L’or, rare mais difficilement divisible
Historiquement, aucune des monnaies marchandises utilisées par l’humanité n’est parvenue à conjuguer convenablement rareté et divisibilité. C’est le cas de l’or. Bien que rare, l'or n’a eu de cesse de faire appel à d’autres monnaies marchandises et autres substituts monétaires pour répondre à son manque de divisibilité nécessaire aux échanges. Cela a notamment été le cas avec les autres monnaies métalliques, comme le bronze ou l’argent. La cause ? L’or possède tout simplement un pouvoir d’achat par unité de poids beaucoup plus élevé que l’argent et les autres métaux. Ainsi, dans ces anciens systèmes monétaires trimétalliques ou bimétalliques, c’est la forme dite des pièces divisionnaires qui a été utilisée pour pallier l’incapacité de l’or à être un intermédiaire efficace pour l’ensemble des échanges de l’économie. La principale qualité de l’or, sa rareté, est la source de sa plus grande faiblesse : son manque de divisibilité.
“Au Moyen-âge, les pièces d’or, d’argent et de cuivre, au même titre que les pièces réalisées à partir d’un alliage, circulaient au sein de réseaux d’échange qui se chevauchaient. Dans la plupart des régions et à la plupart des époques de l’histoire de l’Europe occidentale, les pièces d’argent étaient les plus répandues et dominaient dans les paiements quotidiens, tandis que les pièces d’or étaient utilisées pour des paiements plus importants.” J.G Hülsmann
Ce recours à d’autres métaux était obligatoirement accompagné d’un cours légal fixe entre les monnaies afin de maintenir une parité stable entre elles. Nous parlons alors d’un cours forcé, ou d’une équivalence forcée, décidé de manière discrétionnaire par l’autorité publique. Très souvent, ce cours légal ne respectait pas la réalité des cours commerciaux et les prix de marché des métaux ni même la différence qualitative des différentes pièces de monnaie en circulation qui, bien que de qualités différentes, avait le même prix, c’est à dire le même pouvoir d’achat décrété par la puissance publique.
L’un des exemples historiques les plus connus est la manipulation par l’Empire romain de sa monnaie officielle, le denarius (denier d’argent), qui n’a eu de cesse d’être dévalué à mesure que l’Empire sombrait vers sa chute. Ce système divisionnaire, corollaire de l’étalon or, était également nécessaire pour s'affranchir des coûts supplémentaires liés à la division de l’or en trop petites quantités. Par exemple, un centième d'once d'or peut coûter environ 75% de plus que la valeur de l’once.
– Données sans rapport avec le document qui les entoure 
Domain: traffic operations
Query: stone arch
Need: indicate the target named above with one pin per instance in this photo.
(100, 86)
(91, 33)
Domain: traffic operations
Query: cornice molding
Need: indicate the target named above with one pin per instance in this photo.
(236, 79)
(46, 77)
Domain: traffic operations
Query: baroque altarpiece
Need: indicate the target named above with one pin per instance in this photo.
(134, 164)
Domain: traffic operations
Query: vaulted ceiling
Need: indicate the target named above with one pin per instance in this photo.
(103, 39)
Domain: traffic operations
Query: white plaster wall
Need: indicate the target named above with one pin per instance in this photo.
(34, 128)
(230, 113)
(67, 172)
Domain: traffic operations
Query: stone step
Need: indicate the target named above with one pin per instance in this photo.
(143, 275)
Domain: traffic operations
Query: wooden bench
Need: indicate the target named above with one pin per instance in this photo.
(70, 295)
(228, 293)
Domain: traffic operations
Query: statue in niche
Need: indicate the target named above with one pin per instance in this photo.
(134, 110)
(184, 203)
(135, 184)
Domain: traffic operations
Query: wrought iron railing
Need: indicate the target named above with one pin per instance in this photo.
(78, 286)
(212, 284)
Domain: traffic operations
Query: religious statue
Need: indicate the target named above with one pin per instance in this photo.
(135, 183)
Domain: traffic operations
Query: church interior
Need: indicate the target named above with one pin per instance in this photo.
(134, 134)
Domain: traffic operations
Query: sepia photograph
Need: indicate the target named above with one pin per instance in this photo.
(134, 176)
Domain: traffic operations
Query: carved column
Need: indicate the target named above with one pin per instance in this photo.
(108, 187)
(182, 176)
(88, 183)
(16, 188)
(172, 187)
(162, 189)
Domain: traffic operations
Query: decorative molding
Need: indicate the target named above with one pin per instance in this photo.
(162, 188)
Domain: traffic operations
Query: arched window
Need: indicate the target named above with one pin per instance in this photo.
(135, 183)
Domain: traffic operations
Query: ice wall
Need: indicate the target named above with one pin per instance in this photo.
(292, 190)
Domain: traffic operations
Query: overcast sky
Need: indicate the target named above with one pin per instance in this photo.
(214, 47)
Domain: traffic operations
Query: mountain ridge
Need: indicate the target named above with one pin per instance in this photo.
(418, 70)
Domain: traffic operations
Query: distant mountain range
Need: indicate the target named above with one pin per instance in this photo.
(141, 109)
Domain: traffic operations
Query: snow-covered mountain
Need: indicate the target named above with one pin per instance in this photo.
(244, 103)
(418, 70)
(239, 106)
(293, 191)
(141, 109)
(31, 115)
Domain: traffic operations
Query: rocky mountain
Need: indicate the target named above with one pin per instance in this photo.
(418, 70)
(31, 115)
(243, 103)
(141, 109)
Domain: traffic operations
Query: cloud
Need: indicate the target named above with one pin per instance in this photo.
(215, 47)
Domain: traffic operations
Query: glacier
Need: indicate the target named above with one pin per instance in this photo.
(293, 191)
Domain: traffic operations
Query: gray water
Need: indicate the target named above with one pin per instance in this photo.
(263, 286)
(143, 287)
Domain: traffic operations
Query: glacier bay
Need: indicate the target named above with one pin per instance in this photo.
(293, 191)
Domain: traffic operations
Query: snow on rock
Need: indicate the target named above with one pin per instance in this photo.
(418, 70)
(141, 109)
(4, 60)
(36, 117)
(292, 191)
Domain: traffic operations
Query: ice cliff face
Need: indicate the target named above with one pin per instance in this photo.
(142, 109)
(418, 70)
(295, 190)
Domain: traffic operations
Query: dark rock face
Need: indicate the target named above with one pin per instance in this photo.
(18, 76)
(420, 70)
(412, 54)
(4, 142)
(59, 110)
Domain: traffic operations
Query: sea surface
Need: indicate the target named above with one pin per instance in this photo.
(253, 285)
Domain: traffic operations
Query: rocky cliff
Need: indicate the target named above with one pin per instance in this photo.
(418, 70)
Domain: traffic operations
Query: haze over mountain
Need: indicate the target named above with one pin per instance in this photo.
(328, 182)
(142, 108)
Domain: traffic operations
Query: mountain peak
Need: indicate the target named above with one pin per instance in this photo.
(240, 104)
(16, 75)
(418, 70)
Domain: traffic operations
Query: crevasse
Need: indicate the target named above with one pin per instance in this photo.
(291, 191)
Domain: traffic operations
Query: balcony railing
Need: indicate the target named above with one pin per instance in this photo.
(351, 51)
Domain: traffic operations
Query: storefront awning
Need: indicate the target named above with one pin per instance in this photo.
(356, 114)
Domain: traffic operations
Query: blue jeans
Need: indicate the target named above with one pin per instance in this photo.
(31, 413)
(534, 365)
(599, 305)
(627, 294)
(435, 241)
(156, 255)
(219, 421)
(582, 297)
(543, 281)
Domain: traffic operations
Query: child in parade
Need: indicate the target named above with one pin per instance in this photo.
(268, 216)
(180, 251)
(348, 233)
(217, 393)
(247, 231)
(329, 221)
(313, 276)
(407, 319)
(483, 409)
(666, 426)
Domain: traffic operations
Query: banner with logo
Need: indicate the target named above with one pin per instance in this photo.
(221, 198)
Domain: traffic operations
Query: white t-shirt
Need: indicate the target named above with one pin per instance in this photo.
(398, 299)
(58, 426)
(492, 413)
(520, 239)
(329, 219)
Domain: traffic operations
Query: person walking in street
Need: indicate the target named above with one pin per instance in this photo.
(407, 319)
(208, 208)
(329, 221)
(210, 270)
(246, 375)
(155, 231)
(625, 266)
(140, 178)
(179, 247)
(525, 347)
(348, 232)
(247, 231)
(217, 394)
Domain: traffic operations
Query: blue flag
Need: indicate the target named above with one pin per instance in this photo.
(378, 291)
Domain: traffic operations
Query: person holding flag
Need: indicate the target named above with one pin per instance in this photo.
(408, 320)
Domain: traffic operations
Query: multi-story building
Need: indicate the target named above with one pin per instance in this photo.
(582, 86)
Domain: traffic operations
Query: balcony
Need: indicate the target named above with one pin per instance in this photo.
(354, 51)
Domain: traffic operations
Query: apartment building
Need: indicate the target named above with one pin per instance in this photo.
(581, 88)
Ceci est dû aux frais de fabrication supplémentaires et au premium que représente l’assurance de l’authenticité d’utiliser de véritables sous-multiples d’une once d’or, attestés et validés par l’autorité publique.
A la fin du 19ème siècle, avec l'avènement des télécommunications et de la première mondialisation (1880-1914), les substituts métalliques à l’or ne suffisent plus pour satisfaire le règlement final de transactions qui s’effectuent de plus en plus rapidement. A cette période, les substituts papiers à l’or se multiplient sous toutes leurs formes ; certificats de dépôt, billets de banque, comptes chèques etc… La monnaie papier présente plusieurs avantages, celui par exemple de faciliter les échanges et d’assurer une divisibilité dont l’or est incapable. De plus, la disparition des échanges physiques de l’or au profit du papier monnaie va révéler toutes les limites de l’or, dont l’indispensable centralisation progressive des réserves d’or dans les coffres des institutions bancaires, des banques commerciales d’abord puis finalement des banques centrales.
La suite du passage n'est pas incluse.